Humans digest the food they eat without thinking due to our autonomic nervous system (Crash Course, 2012).  In humans, digestion starts in the mouth (Crash Course, 2012). When we take a bite of food and chew it with our teeth it breaks food down into smaller pieces (Crash Course, 2012).  An enzyme in our saliva breaks down starch and another type of enzyme begins the digestion of fat (Sizer & Whitney, 2014). Food then passes through the esophagus into the stomach (Crash Course, 2012).  The stomach churns food and mixes gastric juices with the food to further breakdown food, turning food into a soupy mixture called chyme (Crash Course, 2012).  The cells within the stomach release gastric juice, which is a strong acid required to stimulate a protein-digesting enzyme and to begin digestion of protein (Sizer & Whitney, 2014).
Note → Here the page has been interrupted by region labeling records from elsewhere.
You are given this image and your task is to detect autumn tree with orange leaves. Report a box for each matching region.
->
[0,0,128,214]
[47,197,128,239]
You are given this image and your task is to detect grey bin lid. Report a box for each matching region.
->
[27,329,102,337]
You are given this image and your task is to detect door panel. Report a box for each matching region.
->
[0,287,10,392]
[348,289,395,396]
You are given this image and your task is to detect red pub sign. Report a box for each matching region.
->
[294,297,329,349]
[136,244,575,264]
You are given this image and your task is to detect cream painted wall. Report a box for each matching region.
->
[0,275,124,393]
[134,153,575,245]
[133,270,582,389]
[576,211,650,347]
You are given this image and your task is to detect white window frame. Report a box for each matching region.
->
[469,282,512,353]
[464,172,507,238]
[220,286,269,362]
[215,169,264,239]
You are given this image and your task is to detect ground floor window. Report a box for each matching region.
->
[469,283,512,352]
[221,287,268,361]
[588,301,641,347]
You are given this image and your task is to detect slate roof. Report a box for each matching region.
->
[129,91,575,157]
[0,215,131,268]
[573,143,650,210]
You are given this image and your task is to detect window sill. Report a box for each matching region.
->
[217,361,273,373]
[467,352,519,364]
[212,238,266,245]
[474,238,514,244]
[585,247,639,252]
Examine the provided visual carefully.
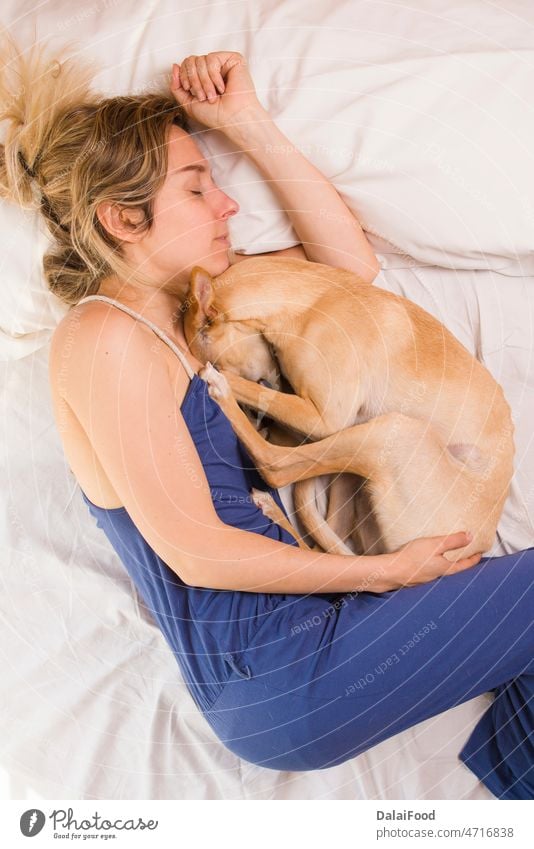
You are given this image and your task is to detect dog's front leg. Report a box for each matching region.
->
[222,371,332,440]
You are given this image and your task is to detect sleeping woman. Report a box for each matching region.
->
[0,39,534,799]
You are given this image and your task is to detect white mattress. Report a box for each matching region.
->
[0,0,534,799]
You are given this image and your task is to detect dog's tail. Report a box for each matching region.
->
[293,478,354,555]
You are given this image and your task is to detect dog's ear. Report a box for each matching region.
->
[188,265,218,327]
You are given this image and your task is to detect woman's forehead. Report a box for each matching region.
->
[168,126,210,174]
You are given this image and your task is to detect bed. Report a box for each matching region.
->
[0,0,534,799]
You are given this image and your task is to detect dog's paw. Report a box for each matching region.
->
[198,363,232,401]
[250,487,277,520]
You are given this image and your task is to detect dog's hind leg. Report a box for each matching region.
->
[293,478,354,554]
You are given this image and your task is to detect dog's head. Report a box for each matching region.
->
[184,266,280,389]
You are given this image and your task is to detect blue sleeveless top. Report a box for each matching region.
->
[79,295,297,711]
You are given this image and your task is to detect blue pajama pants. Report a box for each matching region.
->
[204,548,534,799]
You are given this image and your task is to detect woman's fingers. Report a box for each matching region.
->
[196,56,217,103]
[206,53,224,94]
[180,53,230,103]
[182,56,204,100]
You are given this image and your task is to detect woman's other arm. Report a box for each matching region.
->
[171,51,380,283]
[51,305,482,594]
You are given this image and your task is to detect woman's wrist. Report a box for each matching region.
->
[220,103,274,147]
[353,554,396,593]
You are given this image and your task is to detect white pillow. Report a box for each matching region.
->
[0,0,534,357]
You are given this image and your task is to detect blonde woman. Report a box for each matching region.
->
[0,39,534,799]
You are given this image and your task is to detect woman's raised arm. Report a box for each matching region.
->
[51,304,482,594]
[171,51,380,283]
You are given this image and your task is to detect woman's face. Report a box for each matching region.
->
[128,126,239,291]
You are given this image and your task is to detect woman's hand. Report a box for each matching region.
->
[386,531,482,589]
[171,50,268,132]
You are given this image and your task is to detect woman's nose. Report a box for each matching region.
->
[219,189,239,218]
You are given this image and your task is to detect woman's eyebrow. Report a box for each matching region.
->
[171,165,213,179]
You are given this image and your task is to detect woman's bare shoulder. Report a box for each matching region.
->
[49,301,161,374]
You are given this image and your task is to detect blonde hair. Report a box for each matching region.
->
[0,33,189,304]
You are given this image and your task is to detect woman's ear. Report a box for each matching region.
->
[96,200,144,242]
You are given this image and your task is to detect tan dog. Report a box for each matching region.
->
[184,257,514,560]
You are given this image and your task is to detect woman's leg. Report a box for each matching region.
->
[206,549,534,799]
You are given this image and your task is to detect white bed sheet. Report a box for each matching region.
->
[0,268,534,799]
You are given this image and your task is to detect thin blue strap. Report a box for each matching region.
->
[76,295,196,379]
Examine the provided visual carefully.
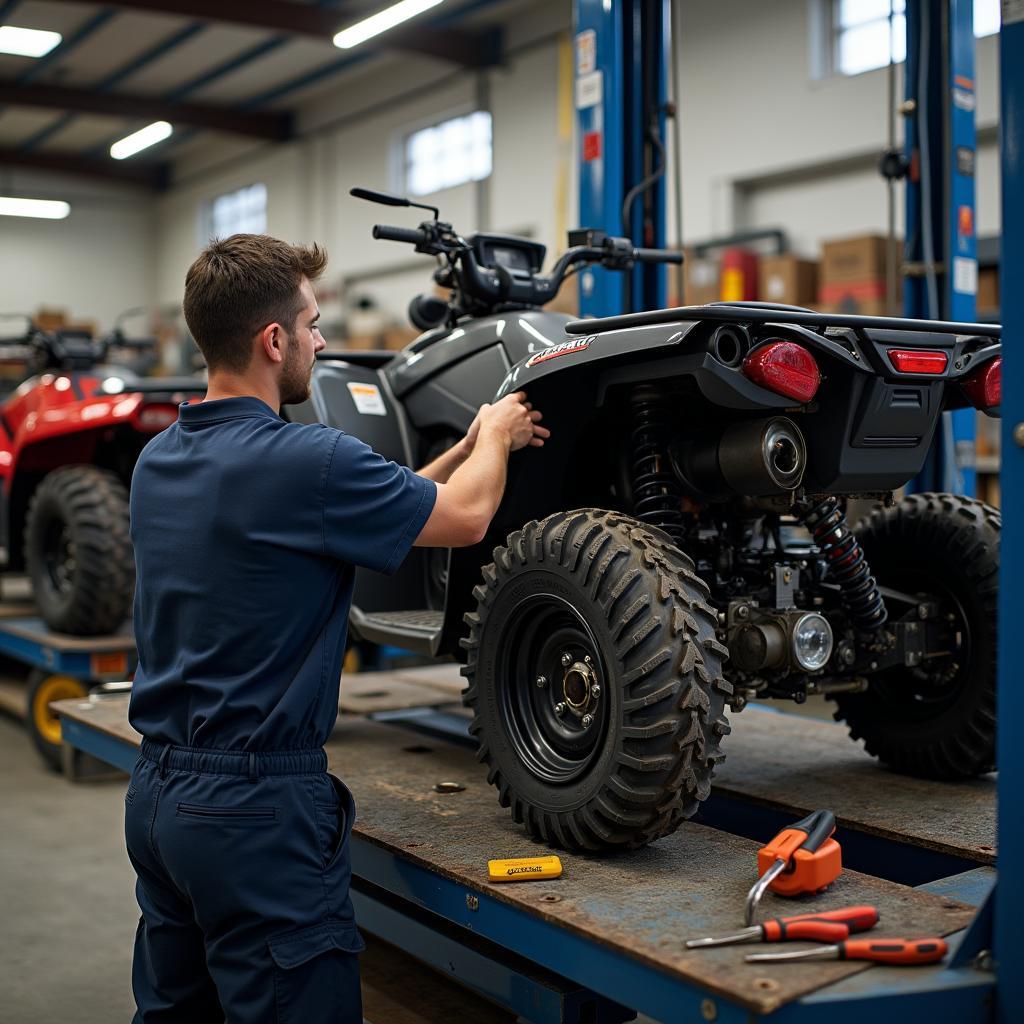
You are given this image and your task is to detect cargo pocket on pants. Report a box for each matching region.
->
[268,921,366,1024]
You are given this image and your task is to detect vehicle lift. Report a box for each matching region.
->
[46,0,1024,1024]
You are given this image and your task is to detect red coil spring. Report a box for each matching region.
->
[801,498,889,632]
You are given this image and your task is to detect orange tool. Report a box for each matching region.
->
[686,906,879,949]
[743,811,843,925]
[744,939,948,966]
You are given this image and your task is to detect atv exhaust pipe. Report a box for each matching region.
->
[671,416,807,498]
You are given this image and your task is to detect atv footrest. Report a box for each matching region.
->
[350,607,444,654]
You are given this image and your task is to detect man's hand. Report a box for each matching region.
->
[473,391,551,452]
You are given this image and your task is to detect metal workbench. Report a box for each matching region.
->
[54,673,995,1024]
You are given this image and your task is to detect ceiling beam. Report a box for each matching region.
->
[0,148,168,188]
[0,79,292,141]
[50,0,501,68]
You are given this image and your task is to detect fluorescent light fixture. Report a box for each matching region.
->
[0,25,61,57]
[0,196,71,220]
[111,121,174,160]
[334,0,443,50]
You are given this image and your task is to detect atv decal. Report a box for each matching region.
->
[526,337,594,367]
[348,383,387,416]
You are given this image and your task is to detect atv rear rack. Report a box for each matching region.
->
[565,302,1002,339]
Only a small amount of fat is absorbed in the stomach and it’s the last to leave the stomach (Sizer & Whitney, 2014).  The liver makes bile which aids in the digestion of fats in our diets and the gallbladder stores bile until the body needs it (Sizer & Whitney, 2014).  Food then enters the small intestines where enzymes help to digest carbohydrates, protein, and fat (Sizer & Whitney, 2014). Cells within the small intestines have enzymes on the surface that breaks sugars and starch remains into simple sugars and then they are absorbed (Sizer & Whitney, 2014). Bile breaks down the fat and prepares it for enzyme action (Sizer & Whitney, 2014). The pancreas makes enzymes that break down fat and expels them into the small intestine where fats are split into components and they are then absorbed (Sizer & Whitney, 2014). Enzymes within the small intestines and pancrease break protein into smaller pieces called free amino acids (Sizer & Whitney, 2014).  Only some proteins are absorbed in the small intestines (Sizer & Whitney, 2014). The large intestine takes the undigested proteins, fat, and carbohydrates and expels it in the form of feces through the rectum (Sizer & Whitney, 2014).

Macronutrients and Micronutrients

Vitamins, minerals and water are considered micronutrients because we only need them in small amounts (Sizer & Whitney, 2014). Water is one of the essential nutrients (Sizer & Whitney, 2014). Vitamins and minerals are regulators.  Vitamins  and minerals assist in all of our bodies processes such as food digestion, muscles movement, waste disposal, growth of new tissues, repair wounds, attain energy from carbohydrate/fat/protein and are included in every other process that maintains life (Sizer & Whitney, 2014). Carbohydrates, proteins, and fats are considered macronutrients because they are energy-yielding and we need larger amounts in our diets (Sizer & Whitney, 2014). Macronutrient intake has an effect on sleep.  High carbohydrate ingestion is linked with shorter wake times (Lindseth & Murray, 2016). High fat ingestion is associated with better quality sleep (Lindseth & Murray, 2016). Macronutrient also provides materials that shaped/forms parts of working body tissues (Sizer & Whitney, 2014).